Manufacturing processes utilizing deposition techniques have been developed for rapid prototyping of three-dimensional parts and tooling. For example, in U.S. Pat. No.'s 5,301,863, 5,301,415, 5,207,371 and 5,286,573 to Prinz et al., conventional systems and methods are disclosed for manufacturing three-dimensional objects by forming using thermal spray or weld deposition techniques to deposit material layers on a work surface. See also U.S. Pat. No. 5,266,098 to Chun et al.
Drop generators have also been developed and applied to the rapid prototyping of three-dimensional objects. See P. F. Jacobs, Rapid Prototyping and Manufacturing, ch. 16 (Society of Manufacturing Engineers 1992). In a conventional drop generator of this type, molten metal is ejected as a uniform laminar liquid jet from a circular injector or nozzle located at the bottom of a heated reservoir. The liquid jet is then broken into a series of uniformly sized drops by using a fixed diameter injector and an applied oscillation force near the injector or nozzle orifice. The uniformly sized drops are then deposited in layers on a substrate surface where they solidify to form the desired three-dimensional metal product.
With such techniques, resulting metal products can be designed to have fine, equiaxed micro-structures without manufacturing defects such as porosity or alloy segregation. See C.-A. Chen, P. Acquaviva, J.-H. Chun and T. Ando, “Effects of Droplet Thermal State on Deposit Microstructure in Spray Forming,” Scripta Materiala, vol. 34, pp. 689-696 (1996); J.-H. Chun and T. Ando, “Thermal Modeling of Deposit Solidification in Uniform Droplet Spray Forming,” Proceedings of the 1996 NSF Design and Manufacturing Grantees Conference, pp. 353-354 (Society of Manufacturing Engineers 1996). Other conventional systems, such as disclosed by Sterrett et al. in U.S. Pat. No. 5,617,911, use electromagnetic fields to control the deposition of uniform size drops.
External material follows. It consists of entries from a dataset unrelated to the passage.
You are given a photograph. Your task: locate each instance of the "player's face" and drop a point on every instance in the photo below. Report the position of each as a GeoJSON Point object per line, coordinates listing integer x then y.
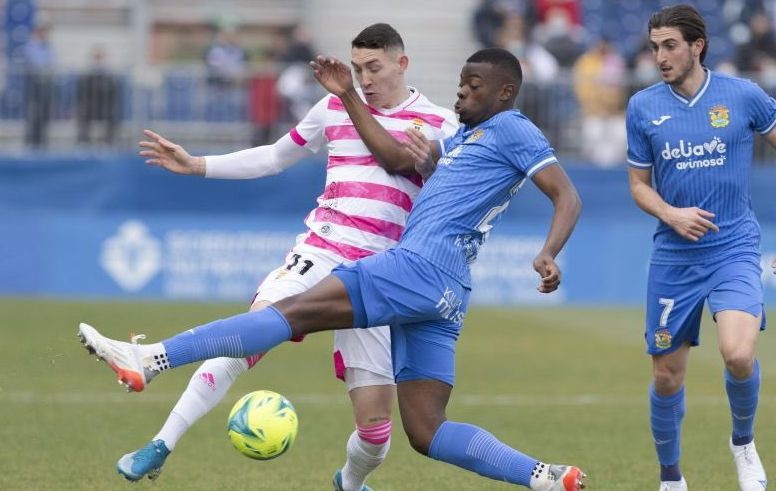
{"type": "Point", "coordinates": [675, 58]}
{"type": "Point", "coordinates": [478, 93]}
{"type": "Point", "coordinates": [380, 74]}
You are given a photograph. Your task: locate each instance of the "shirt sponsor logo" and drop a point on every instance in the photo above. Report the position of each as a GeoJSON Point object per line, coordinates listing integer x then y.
{"type": "Point", "coordinates": [709, 154]}
{"type": "Point", "coordinates": [448, 158]}
{"type": "Point", "coordinates": [720, 116]}
{"type": "Point", "coordinates": [475, 136]}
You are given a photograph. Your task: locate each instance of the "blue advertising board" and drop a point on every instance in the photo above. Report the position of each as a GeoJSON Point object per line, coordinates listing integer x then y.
{"type": "Point", "coordinates": [107, 226]}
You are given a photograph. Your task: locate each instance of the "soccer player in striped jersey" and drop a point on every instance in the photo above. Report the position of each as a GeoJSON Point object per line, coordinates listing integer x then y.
{"type": "Point", "coordinates": [692, 133]}
{"type": "Point", "coordinates": [420, 287]}
{"type": "Point", "coordinates": [363, 210]}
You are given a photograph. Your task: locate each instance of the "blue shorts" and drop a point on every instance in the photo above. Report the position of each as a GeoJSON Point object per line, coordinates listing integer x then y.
{"type": "Point", "coordinates": [675, 296]}
{"type": "Point", "coordinates": [424, 307]}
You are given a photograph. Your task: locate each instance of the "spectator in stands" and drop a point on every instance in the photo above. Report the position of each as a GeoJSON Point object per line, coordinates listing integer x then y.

The manufacturing capabilities of conventional drop generators, however, remain limited by the relatively small range of possible drop sizes. Greater variability in the drop size is desired to allow more efficient rapid prototyping by allowing the mass flux to be set according to the outline geometry and desired internal micro-structure of the product at a given point. Despite the variability of external oscillation, the possible range of drop sizes from a conventional drop generator is limited by the fixed injector diameter, which is typically less than one millimeter.